21st Century skills: A confidence booster for college-bound students

In 2002, a coalition of corporate leaders representing organizations such as the AOL Time Warner Foundation, Apple, Cisco, Dell and Microsoft joined forces with the U.S. Department of Education and the National Education Association to develop the Partnership for 21st Century Learning (P-21) and its Framework for 21st Century Learning.

The P-21 Framework acknowledges the importance of mastery of core subjects such as English, reading and language arts, world languages, arts, mathematics, economics, science, geography, history and government and civics. But P-21’s Framework also prioritizes the integration of learning and innovation skills that will boost a student’s (and future employee’s) ability to engage in what the partnership calls the 4cs: creativity, collaboration, critical thinking and communication.

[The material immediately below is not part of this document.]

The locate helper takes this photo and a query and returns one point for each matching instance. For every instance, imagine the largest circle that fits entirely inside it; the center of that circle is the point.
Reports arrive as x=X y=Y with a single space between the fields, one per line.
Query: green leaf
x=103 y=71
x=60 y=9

In my most recent blog , I discussed Roberta Michnick Golinkoff’s and Kathy Hirsh-Pasek’s Becoming Brilliant: What Science Tells Us About Raising Successful Children, a book that describes how American schools often miss the mark because they train students with a 20th century emphasis on content alone instead of a 21st century focus on broader skills. Golinkoff and Hirsh-Pasek build upon P-21’s 4cs by explicitly adding content mastery (which is assumed in the Partnership’s framework) and another important skill: Confidence.

While many people think confidence is an innate personality trait, Golinkoff and Hirsh-Pasek believe confidence is like a muscle that can be massaged by parents and educators and flexed by students who gain self-esteem from knowing they worked hard for an educational achievement. While it may seem counter-intuitive, parents and educators who celebrate students’ intelligence may do more harm than good. Such praise reinforces the perception that learning ability is about fixed intelligence rather than effort. As a result, when some students encounter tough academic challenges, instead of focusing on overcoming them through hard work, they assume they simply aren’t smart enough. Conversely, giving students strategies to persist and overcome adversity can build their confidence.

Struggles with academic confidence can be exacerbated by socio-economic factors. In a 2014 New York Times article, author Paul Tough describes how common collegiate academic stumbles have very little long-term impact on the psyches of affluent college students but can be paralyzing for low income and first-generation college students, who often absorb messages that their failures are evidence that they don’t belong or aren’t smart enough for college. Tough describes a successful intervention program at the University of Texas-Austin that is designed to arm at-risk students with a growth mindset, or the belief that hard work can trump a person’s perceived innate intellectual abilities.

At Michigan Future Inc., we believe policy makers who really want to create a more prosperous state need to radically change how K-12 education is delivered in Michigan, with the goal of preparing every high school graduate for college and life success. So instead of offering teaching and learning that is solely focused on students’ performance on high-stakes tests, Michigan’s K-12 schools should be designed to teach them to master academic content and to be able to use content to collaborate, communicate with others, and create. This learner-centered approach – along with constant growth-mindset reinforcement – can help students gain the confidence they will need to succeed in college and life.